He is the founder of Gourmets Travel Guide, a website devoted completely to food and travel. Rajdeep is an avid blogger and one can find many of his sojourns aptly expressed on the website www.gourmetstravelguide.com.

Rajdeep had been recently chosen by the Tourism Authority of Thailand (TAT) to board the inaugural flight from Kolkata to Bangkok (TG – 336) and received accolades for wonderfully recounting the experience, from start to finish, in his blog. In fact, his travelogue was featured in Hangla Hneshel, one of India's foremost Bengali magazine dedicated completely to food and travel. Rajdeep doesn't stop there! One of his undersea walks also got featured in The Telegraph, one of India's leading dailies. He is also one of the chief curators and a selector for chefs and restaurants for Channel One's Resto Ranna episodes.

Zomato ranks Rajdeep among the top ten food connoisseurs in the city. He has also been ranked number 5 and 6, in this year's Network 18 and Burrp surveys respectively, as one of the discerning food critics in the country.
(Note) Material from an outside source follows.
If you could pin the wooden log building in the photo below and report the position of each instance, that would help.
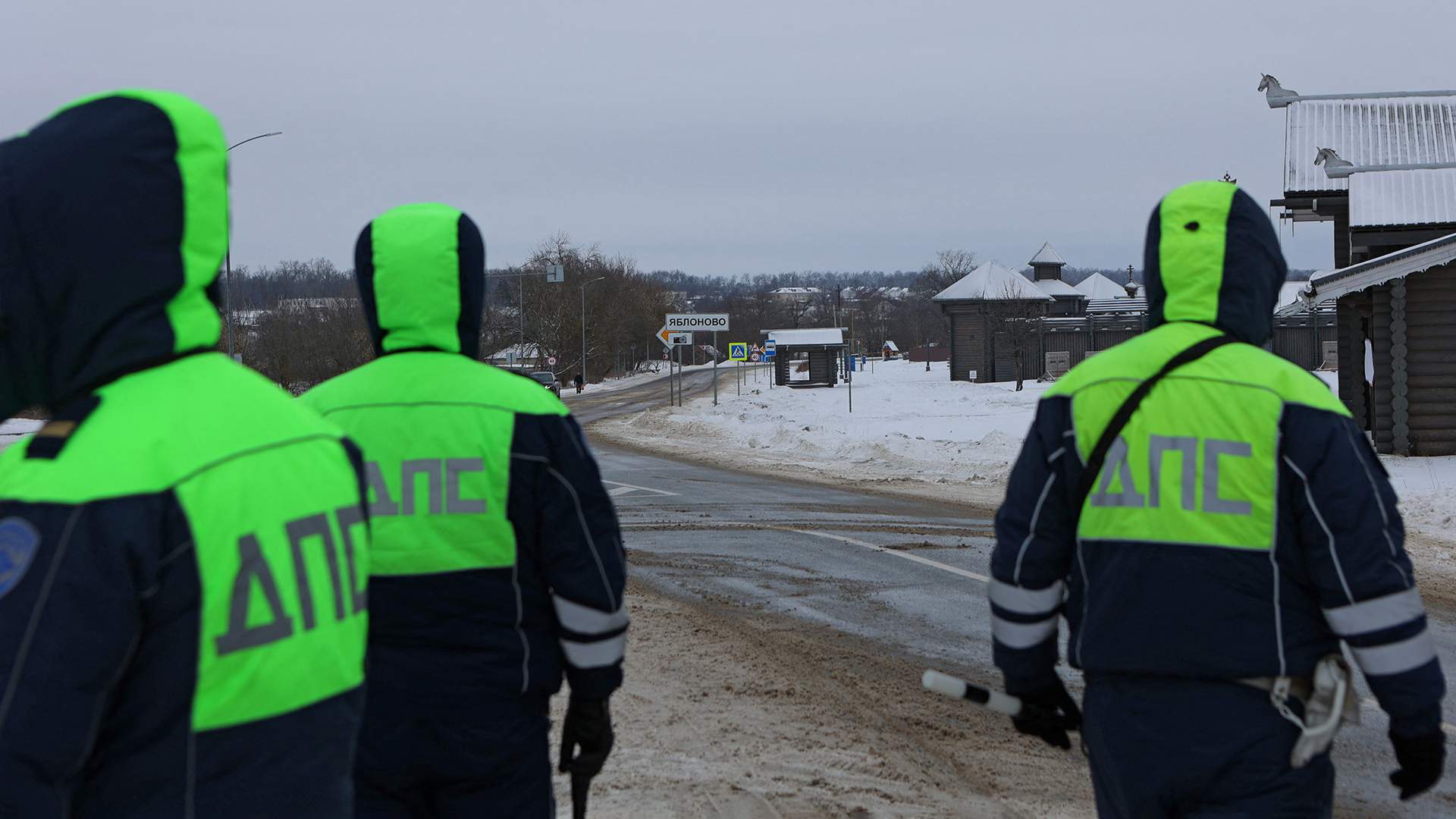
(1382, 168)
Rajdeep loves eating out at different restaurants. A true blue Bengali at heart and gut, experimenting with food and palates come naturally to him. And he doesn't mind leaving an endearing word or two for chefs who have displayed their talents on the plate and the restaurant management for the inviting ambiance of an eatery.
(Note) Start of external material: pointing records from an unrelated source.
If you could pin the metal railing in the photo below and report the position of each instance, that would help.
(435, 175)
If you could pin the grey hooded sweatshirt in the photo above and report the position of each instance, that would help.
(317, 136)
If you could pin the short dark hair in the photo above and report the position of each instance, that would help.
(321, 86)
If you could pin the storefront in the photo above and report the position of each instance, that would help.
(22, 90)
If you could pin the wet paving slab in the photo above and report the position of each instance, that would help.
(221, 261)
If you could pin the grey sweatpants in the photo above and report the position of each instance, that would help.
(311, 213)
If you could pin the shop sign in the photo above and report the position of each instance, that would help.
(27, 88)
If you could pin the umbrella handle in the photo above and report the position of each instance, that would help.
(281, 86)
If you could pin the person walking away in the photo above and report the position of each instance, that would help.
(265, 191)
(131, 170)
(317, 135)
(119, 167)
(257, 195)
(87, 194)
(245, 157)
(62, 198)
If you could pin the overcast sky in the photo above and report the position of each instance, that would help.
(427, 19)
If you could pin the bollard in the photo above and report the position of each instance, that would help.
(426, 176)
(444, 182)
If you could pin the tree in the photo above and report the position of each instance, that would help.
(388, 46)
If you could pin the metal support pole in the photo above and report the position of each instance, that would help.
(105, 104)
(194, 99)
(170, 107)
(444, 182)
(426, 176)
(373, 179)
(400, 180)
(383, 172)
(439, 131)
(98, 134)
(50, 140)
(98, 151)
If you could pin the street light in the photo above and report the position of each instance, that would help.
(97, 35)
Rajdeep counts is as his forte the wonderful rapport he shares with different media houses. Thus his writings have already been picked up by top food journals and news dailies apart from the exposure he has to talk about them on social media. Reputation management of his clients come naturally to him be it on the virtual platform or in print.

He has been blogging for the last three years. When he is not writing on food and travel or working as a Government employee, you can most certainly catch him with a camera slung around his neck and travel gear ready to satisfy his inner wanderlust.